Many critics have linked Oblivion to other works by Wallace, both fiction and nonfiction. D.T. Max asserted that many of the stories are "successors" to Brief Interviews with Hideous Men in that they “concerned themselves mostly with middle-aged, middle-class white men in middle America." Others claim that Oblivion and The Pale King are companion texts. Max wrote that while this collection was “descriptive” of a lonely American society, The Pale King would be “prescriptive,” suggesting a “way out of the bind.” Marshall Boswell also claimed that The Pale King is the “compositional companion” to Oblivion. Both works concern themselves with similar themes like the management of “entropy” and “shit, art, death." But The Pale King can ultimately be seen as a “corrective, or at least dialectical partner, to Oblivion’s haunted insularity.” Additionally, Boswell linked Oblivion to This Is Water, in that it depicts adults “hypnotized by the constant monologues” inside their heads, as well as “Decideraization 2007,” an essay that appears in Both Flesh and Not, in its occupation with entropy and sorting data and a “surfeit of information.” Tom Tracey observed that “The Soul Is Not a Smithy” particularly both resembles The Pale King and recalls the philosophy of This Is Water in its discussion of attention and boredom.

Other critics have examined more individual stories more closely. Thomas Tracey asserts that, in “The Soul Is Not a Smithy” as well as many of the other stories in Oblivion, Wallace seeks to “place the crucial events of each tale beyond the frame of the main exposition.” Indeed, “the important actions of the narrative are seen to occur only on the extreme periphery of the narrator’s awareness.” Tracy suggests that the meaning and goal of this is to “call for greater attentiveness to our peripheral surroundings” and to show that “the most important events of our lives often take place on the margins of our quotidian experience.” Tracey also maintains that the narrator’s inattentiveness in class also depicts how “imaginiation can provide a psychological outlet, or refuge, from suffering.”

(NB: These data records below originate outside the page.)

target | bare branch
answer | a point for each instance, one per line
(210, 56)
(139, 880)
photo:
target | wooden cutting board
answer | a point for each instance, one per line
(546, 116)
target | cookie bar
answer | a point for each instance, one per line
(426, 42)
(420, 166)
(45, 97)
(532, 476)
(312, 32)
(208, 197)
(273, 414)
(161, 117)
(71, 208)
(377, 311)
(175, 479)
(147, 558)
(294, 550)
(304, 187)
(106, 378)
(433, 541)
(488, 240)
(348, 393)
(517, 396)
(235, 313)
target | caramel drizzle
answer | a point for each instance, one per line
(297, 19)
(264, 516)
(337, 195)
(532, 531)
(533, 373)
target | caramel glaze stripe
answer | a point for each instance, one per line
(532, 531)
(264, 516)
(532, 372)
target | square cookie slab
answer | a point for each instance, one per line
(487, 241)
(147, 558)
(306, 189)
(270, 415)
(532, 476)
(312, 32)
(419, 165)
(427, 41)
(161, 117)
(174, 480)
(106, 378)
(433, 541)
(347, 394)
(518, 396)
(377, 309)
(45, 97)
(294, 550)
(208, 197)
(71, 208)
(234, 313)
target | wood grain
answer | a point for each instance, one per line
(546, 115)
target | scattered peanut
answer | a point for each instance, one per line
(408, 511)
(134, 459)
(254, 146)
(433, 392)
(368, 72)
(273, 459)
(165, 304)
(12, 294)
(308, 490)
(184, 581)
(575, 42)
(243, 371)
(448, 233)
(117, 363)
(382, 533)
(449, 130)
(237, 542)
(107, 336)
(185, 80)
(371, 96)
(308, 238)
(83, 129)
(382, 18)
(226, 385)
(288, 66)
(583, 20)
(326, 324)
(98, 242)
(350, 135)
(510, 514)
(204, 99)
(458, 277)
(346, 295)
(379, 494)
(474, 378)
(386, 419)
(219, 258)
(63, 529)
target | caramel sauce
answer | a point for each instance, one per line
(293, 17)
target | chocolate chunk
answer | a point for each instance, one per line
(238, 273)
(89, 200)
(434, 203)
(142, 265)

In the same essay, Tracey further develops his thoughts on the title story, “Oblivion,” which raises questions about what reality is, and what is real. The story, Tracy asserts, gives an ambiguous answer, which suggests that what is real and true comes from our own decisions about what to believe. He also argued that the story is an "imaginative response" to Decartes’s Meditations on First Philosophy.

Walter Kirn, in a review for The New York Times, claims that "Good Old Neon" focuses on “a philosophical conundrum: the question of whether human beings can be said to possess authentic selves or whether, like 'David Wallace,' the story's narrator, we are really just a bunch of shabby fakes cut off from our own and others' essential beings by the inadequacy of language.”